Marcus Messner, notre narrateur raconte l’apprentissage de son adolescence dans une petite ville du New Jersey aux débuts des années cinquante : la boucherie Kasher de son père ouvrait à sept heures du matin, et on travaillait jusqu’à sept ou huit heures du soir. J’avais dix-sept ans, j’étais jeune, pleine d’allant et d’ardeur, et sur le coup de cinq heures, j’étais lessivé. Et pourtant, c’est peu de temps après qu’a commencé le combat mortel : Où étais-tu ? Pourquoi n’es-tu pas à la maison ? Comment puis-je savoir où tu es quand tu sors ? Tu es un garçon qui a devant lui un avenir magnifique ; comment puis-je savoir que tu ne vas pas dans des endroits où tu peux te faire tuer ? J’avais hâte d’être un adulte, instruit, mûr, indépendant.
Marky, nous retrace cette première année dans cette université du centre-nord de l’Ohio, une année qui fut la plus excitante et la plus affreuse de sa vie, une découverte d’un autre milieu, celui d’un bastion wasp, une sexualité insoupçonnée, éviter à tout prix cette conscription coréenne et son rêve, son ambition devenir avocat, un monde professionnel qu’il le mènerait aussi loin que possible du tablier puant et taché de sang. Une série de mésaventures, de décisions naïves, viendront changer les perspectives…

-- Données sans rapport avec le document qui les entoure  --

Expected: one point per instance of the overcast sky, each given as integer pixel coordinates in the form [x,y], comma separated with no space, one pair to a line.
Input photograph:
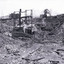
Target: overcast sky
[9,6]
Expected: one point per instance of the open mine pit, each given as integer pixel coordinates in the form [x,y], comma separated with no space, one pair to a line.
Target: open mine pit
[28,40]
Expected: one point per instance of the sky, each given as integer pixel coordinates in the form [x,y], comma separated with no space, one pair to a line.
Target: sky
[38,6]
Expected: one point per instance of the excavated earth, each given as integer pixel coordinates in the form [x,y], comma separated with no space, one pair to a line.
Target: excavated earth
[31,51]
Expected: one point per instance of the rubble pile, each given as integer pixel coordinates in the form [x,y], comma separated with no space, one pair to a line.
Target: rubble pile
[42,49]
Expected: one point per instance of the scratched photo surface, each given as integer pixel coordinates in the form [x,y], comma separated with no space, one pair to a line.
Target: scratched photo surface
[31,32]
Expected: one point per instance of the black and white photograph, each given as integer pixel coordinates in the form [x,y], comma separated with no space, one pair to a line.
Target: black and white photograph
[31,31]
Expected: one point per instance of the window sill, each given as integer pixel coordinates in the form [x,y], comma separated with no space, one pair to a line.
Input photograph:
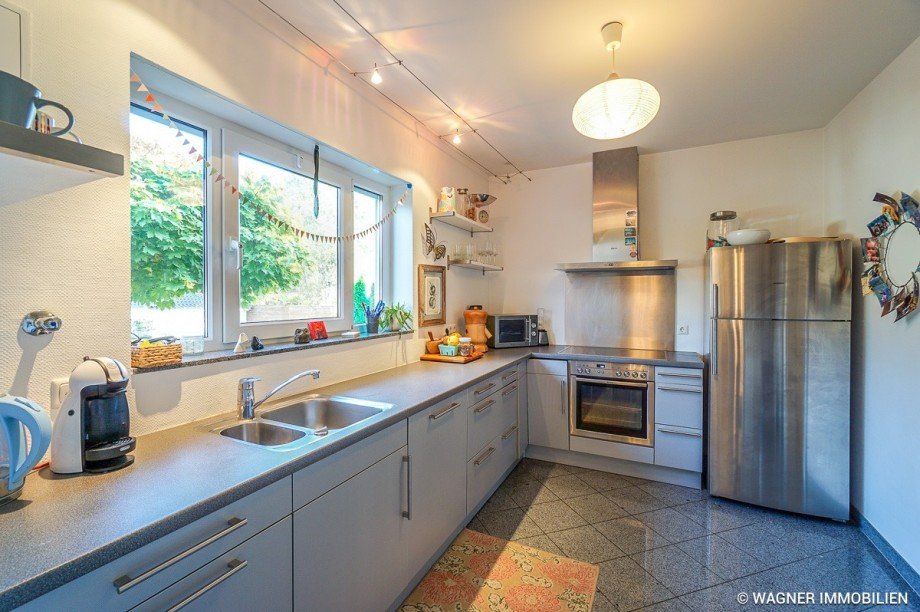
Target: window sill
[229,355]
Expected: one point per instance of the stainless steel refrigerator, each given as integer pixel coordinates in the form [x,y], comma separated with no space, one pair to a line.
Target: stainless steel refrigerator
[779,424]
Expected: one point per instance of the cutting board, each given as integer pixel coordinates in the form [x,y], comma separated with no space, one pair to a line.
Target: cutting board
[446,359]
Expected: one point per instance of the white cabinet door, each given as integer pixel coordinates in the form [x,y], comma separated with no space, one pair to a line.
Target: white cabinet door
[437,472]
[548,410]
[351,544]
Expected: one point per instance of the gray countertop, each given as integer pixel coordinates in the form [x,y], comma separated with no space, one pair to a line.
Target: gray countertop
[65,526]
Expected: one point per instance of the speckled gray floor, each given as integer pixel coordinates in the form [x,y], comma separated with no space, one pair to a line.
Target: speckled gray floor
[663,547]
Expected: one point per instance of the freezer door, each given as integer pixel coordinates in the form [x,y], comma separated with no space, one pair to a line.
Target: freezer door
[808,280]
[780,415]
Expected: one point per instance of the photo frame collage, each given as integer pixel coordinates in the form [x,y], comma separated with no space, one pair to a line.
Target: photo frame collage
[900,299]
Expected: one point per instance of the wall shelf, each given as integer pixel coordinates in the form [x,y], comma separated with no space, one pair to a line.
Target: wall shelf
[473,265]
[33,164]
[457,220]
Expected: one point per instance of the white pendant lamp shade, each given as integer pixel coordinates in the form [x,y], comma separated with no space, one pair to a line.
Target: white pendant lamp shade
[615,108]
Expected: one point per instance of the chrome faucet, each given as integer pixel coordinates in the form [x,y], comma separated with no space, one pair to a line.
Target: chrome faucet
[245,399]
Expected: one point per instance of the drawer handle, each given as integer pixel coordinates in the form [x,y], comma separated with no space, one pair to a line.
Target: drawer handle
[681,389]
[485,406]
[438,415]
[692,434]
[126,582]
[482,390]
[235,566]
[485,455]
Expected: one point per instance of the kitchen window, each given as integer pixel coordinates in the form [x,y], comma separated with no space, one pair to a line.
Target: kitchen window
[240,272]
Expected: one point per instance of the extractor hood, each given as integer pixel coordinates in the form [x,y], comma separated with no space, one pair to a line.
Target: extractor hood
[615,217]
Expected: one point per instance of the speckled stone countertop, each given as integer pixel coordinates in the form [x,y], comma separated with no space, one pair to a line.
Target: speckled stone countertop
[65,526]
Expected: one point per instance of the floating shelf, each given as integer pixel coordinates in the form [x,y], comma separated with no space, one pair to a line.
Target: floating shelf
[620,266]
[457,220]
[473,265]
[33,164]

«Mais il n’y a personne à qui parler ; il n’y a que moi-même à que je puisse m’adresser pour parler de mon innocence, de mes explosions, de ma candeur, et de l’extrême brièveté de mon bonheur dans la première année où j’atteignis pour de vrai l’âge d’homme, qui fut aussi la dernière de ma vie. Le désir ardent d’être entendu, et personne pour m’entendre ! Je suis mort. Est-ce à cela que ça sert, l’éternité, à ruminer les menus détails de toute une vie ?» – La phrase imprononçable prononcée
Marcus Messner, 1932-1952 -, le seul de sa promotion à avoir eu la malchance de se faire tuer pendant la guerre de Corée.
Un vingt-neuvième roman de Roth, toujours égal à lui-même, explorant encore et toujours ses thèmes favoris, classe ouvrière juive, sexualité, religion, révolution, indignation. Un roman court, complet, malgré une critique mitigée, c’est toujours un grand plaisir de lire cette icône d’une littérature tout américaine.